Immunoblotting confirmed that dystroglycan protein was present in samples of immortalized airway epithelia. An immortalized human respiratory airway cell line (NuLi) (28) and positive-control C2C12 mouse myoblast (ATCC CRL-1772) cell lysates were probed using antibodies specific for β-DG (AP83) or {alpha}-DG (IIH6) (10). Both cell types produced abundant β-DG, detected as a band of approximately 43 kDa (Fig. 1B). The airway cell {alpha}-DG protein appeared as a broad smear, with a more-prominent band detected at approximately 150 kDa. A likely reason for the increased size and variation in {alpha}-DG molecular weights in airway epithelia compared to those with C2C12 cells is differential glycosylation (8). The less-abundant signal in airway epithelia may also represent incomplete recognition of glycosylated isoforms by the antibody or shedding of the noncovalently linked peripheral protein (22, 27).

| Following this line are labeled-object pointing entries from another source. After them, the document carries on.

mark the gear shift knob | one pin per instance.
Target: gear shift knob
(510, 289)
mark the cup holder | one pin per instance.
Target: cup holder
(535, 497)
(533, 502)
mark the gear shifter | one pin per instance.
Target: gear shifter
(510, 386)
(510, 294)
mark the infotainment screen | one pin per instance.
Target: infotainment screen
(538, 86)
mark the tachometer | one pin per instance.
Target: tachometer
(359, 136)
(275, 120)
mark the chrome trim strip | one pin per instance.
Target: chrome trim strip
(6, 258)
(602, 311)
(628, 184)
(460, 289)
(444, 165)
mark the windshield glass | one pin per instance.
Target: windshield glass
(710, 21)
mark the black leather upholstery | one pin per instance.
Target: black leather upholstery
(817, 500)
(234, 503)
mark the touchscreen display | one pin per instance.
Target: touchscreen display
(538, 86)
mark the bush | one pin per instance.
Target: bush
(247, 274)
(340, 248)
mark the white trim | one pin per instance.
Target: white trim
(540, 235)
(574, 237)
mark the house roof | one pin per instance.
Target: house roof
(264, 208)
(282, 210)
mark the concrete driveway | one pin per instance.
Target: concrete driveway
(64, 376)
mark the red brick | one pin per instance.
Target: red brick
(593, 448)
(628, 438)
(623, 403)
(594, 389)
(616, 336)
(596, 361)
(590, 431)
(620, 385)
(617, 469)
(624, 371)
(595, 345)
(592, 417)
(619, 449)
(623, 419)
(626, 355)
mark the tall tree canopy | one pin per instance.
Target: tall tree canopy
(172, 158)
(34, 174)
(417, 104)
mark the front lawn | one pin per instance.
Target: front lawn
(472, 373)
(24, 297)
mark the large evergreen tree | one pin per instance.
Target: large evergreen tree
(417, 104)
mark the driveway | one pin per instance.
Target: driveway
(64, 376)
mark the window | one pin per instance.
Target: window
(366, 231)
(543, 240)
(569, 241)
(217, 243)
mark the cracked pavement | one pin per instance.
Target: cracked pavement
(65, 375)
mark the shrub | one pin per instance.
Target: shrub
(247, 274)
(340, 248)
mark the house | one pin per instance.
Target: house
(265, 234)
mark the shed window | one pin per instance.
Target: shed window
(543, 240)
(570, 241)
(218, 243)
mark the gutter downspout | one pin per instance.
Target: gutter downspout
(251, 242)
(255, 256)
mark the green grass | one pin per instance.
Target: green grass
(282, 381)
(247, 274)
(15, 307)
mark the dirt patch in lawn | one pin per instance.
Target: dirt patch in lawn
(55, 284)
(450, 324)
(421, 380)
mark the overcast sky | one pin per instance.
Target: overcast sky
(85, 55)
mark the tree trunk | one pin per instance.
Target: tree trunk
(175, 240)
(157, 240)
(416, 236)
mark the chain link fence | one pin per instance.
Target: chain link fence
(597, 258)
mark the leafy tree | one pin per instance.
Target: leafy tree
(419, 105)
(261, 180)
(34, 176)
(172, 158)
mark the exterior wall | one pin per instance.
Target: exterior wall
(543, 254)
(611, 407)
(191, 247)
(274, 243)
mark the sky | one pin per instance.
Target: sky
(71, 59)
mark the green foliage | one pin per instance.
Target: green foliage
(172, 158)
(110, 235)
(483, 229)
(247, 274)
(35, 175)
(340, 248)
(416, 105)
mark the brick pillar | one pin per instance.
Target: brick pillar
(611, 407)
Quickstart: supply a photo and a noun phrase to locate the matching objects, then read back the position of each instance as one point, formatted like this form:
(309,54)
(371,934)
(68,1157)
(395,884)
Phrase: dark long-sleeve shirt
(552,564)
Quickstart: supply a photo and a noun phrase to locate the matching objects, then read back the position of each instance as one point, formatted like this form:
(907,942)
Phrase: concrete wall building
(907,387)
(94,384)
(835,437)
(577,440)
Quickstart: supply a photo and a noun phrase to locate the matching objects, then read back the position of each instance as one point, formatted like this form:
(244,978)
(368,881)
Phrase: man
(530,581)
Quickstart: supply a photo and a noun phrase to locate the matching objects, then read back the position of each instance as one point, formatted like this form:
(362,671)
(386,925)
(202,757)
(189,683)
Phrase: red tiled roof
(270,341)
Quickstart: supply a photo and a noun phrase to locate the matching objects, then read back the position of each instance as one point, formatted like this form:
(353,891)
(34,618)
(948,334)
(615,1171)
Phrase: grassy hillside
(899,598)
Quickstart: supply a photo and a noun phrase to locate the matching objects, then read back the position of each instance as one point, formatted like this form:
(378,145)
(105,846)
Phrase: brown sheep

To localize {alpha}-DG and TfR1 expression in polarized airway epithelia, immunohistochemistry was performed. Epithelia were pretreated apically with 100 µl of 1,000-U/ml collagenase (Sigma C-9407) diluted in 50:50 Dulbecco's modified Eagle medium-Ham's F-12 medium (11320-033; Gibco) supplemented with 2% Ultroser G (15950-017; Biosepra) for 2 h at 37°C to remove the extracellular matrix components exposing apical sialic acid residues as previously described (26). {alpha}-DG immunolocalization studies utilized a Cy3-labeled β-tubulin antibody (1:100; no. C-4585; Sigma) to label the apical surface cilia and a previously described {alpha}-DG antibody, IIH6 (1:20) (10). ZO-1 antibody (1:100; no. 61-7300; Zymed) and an anti-TfR1 antibody (1:100 CD71; no. 555534; BD Pharmingen) were used for TfR1 immulocalization. All immunohistochemistry was performed under permeablizing conditions by blocking in a 0.5% Triton X solution. Control samples were incubated with 1:200 isotype antibody. Following primary antibody incubation, the epithelia were washed and incubated with appropriate secondary antibodies. Primary and secondary antibodies were applied to both the apical and basolateral cell surfaces. The epithelia were then mounted on slides and imaged using laser scanning confocal microscopy.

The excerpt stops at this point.